Pops wrote:I'm gonna say that many of the participants in the housing bubble were logically aware that something was afoot but emotions overrode their logic. Not everyone of course, lots of folks, all up and down the line made good decisions, based on historic norms. But of the folks who knew themselves to be outliers from the historic trend, I'm gonna say many simply went with the herd.
From the farm worker who got a million dollar mortgage to the traders who actually believed they were buying up AAA rated bond on loans all but designed to fail.
But I'm not surprised you disagree, LoL, I predicted it!
;^)
americandream wrote:I think its hardly a good argument to suggest that folks walked into banks blithly unaware of their paying ability.
Pops wrote:I disagree with AD on the idea people are rational.
The part of the whole premise I disagree with in the thread, and over many threads along the same line is:
"Capitalism is bad and the root of all evil and all the bad capitalists should stop being so greedy and if everyone else would just put all their worldly possessions in the recycling toter and share out their bank accounts we'd never want another thing we would all get along and the world would be a wonderful green temple of Gaia...
...
you first."
Timo wrote:AD, you seem to be the communal punching bag on this thread of late. Sorry about that. I don't get the sense that anyone fundamentally disagrees with what you're implying, but then again, i'm not Pops. My point is all about the time necessary to accomplish what we both agree is ncessary to change course. Given unlimited time, sure, common sense and reason might end up winning the day. On the other hand, look at the history of Christianity. Over the past 2000+ years, sure, it has affected billions of peoples lives, and provided guidance to every Christian according to the dictates of some deity. However, how many Christian denominations are there today? How many new denominations spring up every day, just to get the tax breaks on property and income? How many denominations disagree with the others regarding what the Word of God actually is? Ditto for the factions of Islam.

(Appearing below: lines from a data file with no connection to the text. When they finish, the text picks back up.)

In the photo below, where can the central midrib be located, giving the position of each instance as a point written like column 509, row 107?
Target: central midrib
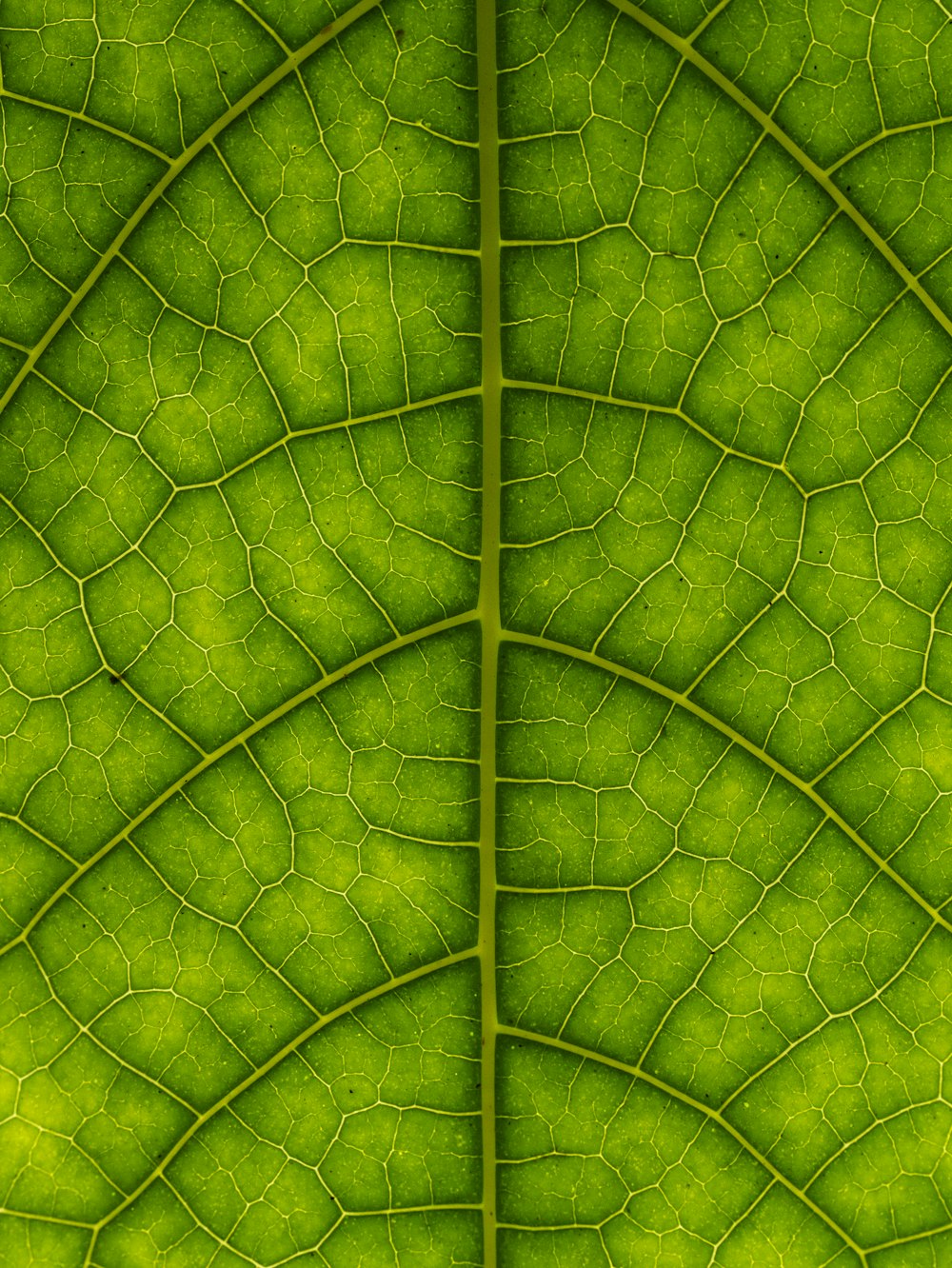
column 488, row 605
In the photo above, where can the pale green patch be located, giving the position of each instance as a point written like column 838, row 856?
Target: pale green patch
column 476, row 641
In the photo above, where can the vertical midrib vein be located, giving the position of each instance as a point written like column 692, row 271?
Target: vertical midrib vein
column 488, row 588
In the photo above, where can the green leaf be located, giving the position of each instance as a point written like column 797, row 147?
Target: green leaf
column 476, row 648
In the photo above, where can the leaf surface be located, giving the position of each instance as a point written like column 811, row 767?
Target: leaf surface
column 474, row 634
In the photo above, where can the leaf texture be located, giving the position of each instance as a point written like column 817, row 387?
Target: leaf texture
column 476, row 648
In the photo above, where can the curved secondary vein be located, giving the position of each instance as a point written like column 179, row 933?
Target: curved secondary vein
column 287, row 68
column 686, row 50
column 377, row 653
column 684, row 702
column 251, row 1080
column 711, row 1115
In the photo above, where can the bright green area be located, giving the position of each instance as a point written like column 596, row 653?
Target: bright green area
column 276, row 971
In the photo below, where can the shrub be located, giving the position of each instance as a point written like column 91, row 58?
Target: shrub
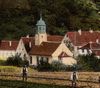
column 88, row 62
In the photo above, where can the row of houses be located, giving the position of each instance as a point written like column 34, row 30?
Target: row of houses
column 52, row 47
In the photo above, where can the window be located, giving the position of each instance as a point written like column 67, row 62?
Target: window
column 30, row 60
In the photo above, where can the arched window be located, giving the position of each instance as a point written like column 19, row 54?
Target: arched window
column 30, row 59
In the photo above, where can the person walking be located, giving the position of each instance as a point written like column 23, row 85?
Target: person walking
column 74, row 78
column 24, row 73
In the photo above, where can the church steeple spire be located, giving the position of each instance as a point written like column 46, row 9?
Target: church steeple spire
column 40, row 35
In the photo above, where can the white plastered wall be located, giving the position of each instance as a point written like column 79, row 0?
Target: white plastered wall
column 21, row 50
column 4, row 54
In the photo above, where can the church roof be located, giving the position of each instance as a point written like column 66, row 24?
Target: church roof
column 8, row 45
column 80, row 39
column 45, row 49
column 54, row 38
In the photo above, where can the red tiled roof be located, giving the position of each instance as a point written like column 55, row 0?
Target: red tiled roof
column 94, row 47
column 55, row 38
column 84, row 38
column 26, row 40
column 45, row 49
column 63, row 54
column 5, row 45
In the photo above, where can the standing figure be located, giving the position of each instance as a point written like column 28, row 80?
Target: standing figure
column 74, row 78
column 24, row 73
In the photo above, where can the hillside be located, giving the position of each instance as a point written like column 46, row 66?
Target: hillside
column 18, row 17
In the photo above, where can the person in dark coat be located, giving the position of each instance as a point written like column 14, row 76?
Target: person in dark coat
column 74, row 78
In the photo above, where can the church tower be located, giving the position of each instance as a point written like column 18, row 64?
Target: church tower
column 40, row 35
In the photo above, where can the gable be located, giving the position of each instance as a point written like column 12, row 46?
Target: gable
column 62, row 48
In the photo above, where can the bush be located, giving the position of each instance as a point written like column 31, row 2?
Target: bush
column 88, row 63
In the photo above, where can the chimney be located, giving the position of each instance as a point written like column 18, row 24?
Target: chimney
column 97, row 40
column 79, row 31
column 30, row 44
column 10, row 43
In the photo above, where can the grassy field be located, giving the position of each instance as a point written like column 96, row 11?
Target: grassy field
column 82, row 76
column 21, row 84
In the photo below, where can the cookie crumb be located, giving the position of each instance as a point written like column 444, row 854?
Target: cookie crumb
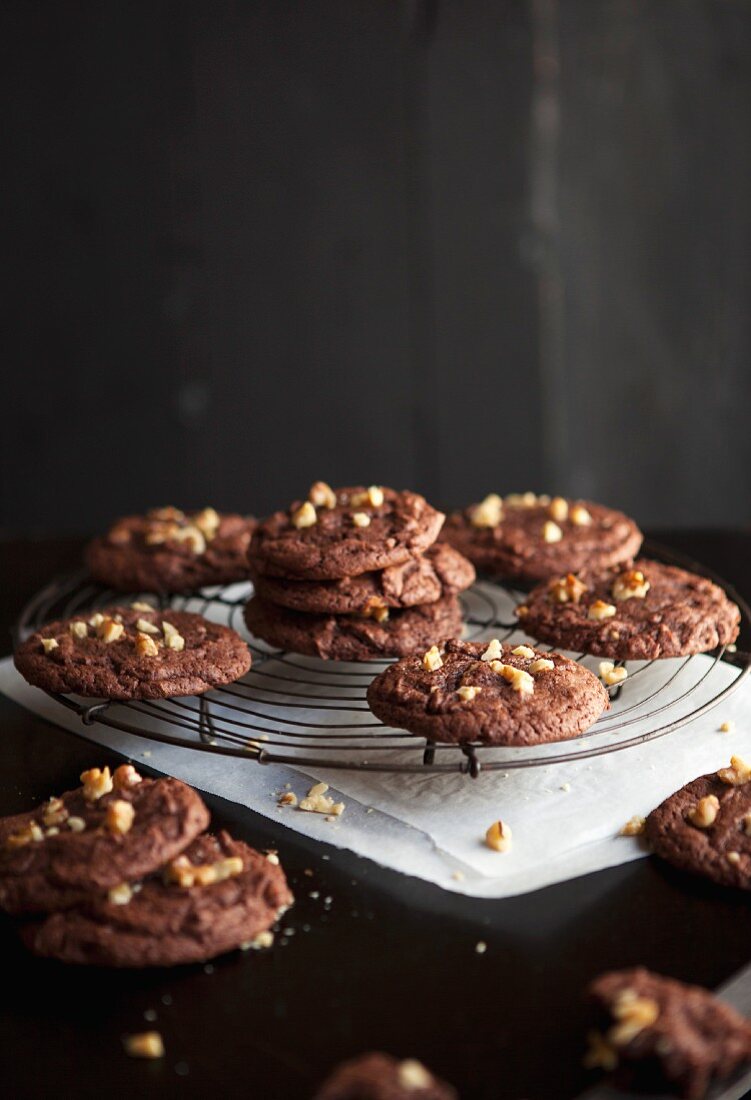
column 144, row 1045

Over the thousands of years since the creation of organized religion, there is still zero global concensus about anything. We still have wars over seemingly petty ideologies, killing tens of thousands of people every year. People will believe what they want to believe. End of story. Spending any amount of time trying to convince everyone on earth that the world is going to end if they don't change their ways will have the same effect as telling them they're going to Hell if they don't change their ways. There is no practical difference. Actually, faith has more power over peoples emotions than science.
Go Pope Francis!
Pops wrote:americandream wrote:I think its hardly a good argument to suggest that folks walked into banks blithly unaware of their paying ability.
no, no, my argument is they chose to believe in spite of what they knew logically. From the lowliest "no qualifying" ARM borrower to the guy at AIG insuring all those trances and every broker, appraiser and loan officer in between.
But yeah, any time there is investment there will be over investment, the problem we are encountering, which onlooker didn't mention but which is the problem with central banking at the moment, is the lever pullers think they have complete control and can avoid the deflation necessary to purge the nastiness of over investment without their constituents, the investors, getting hurt.
In my opinion.
americandream wrote:Capitalism as with all systems is a function of objective forces so in essence, its something of a conundrum as far as normative notions go.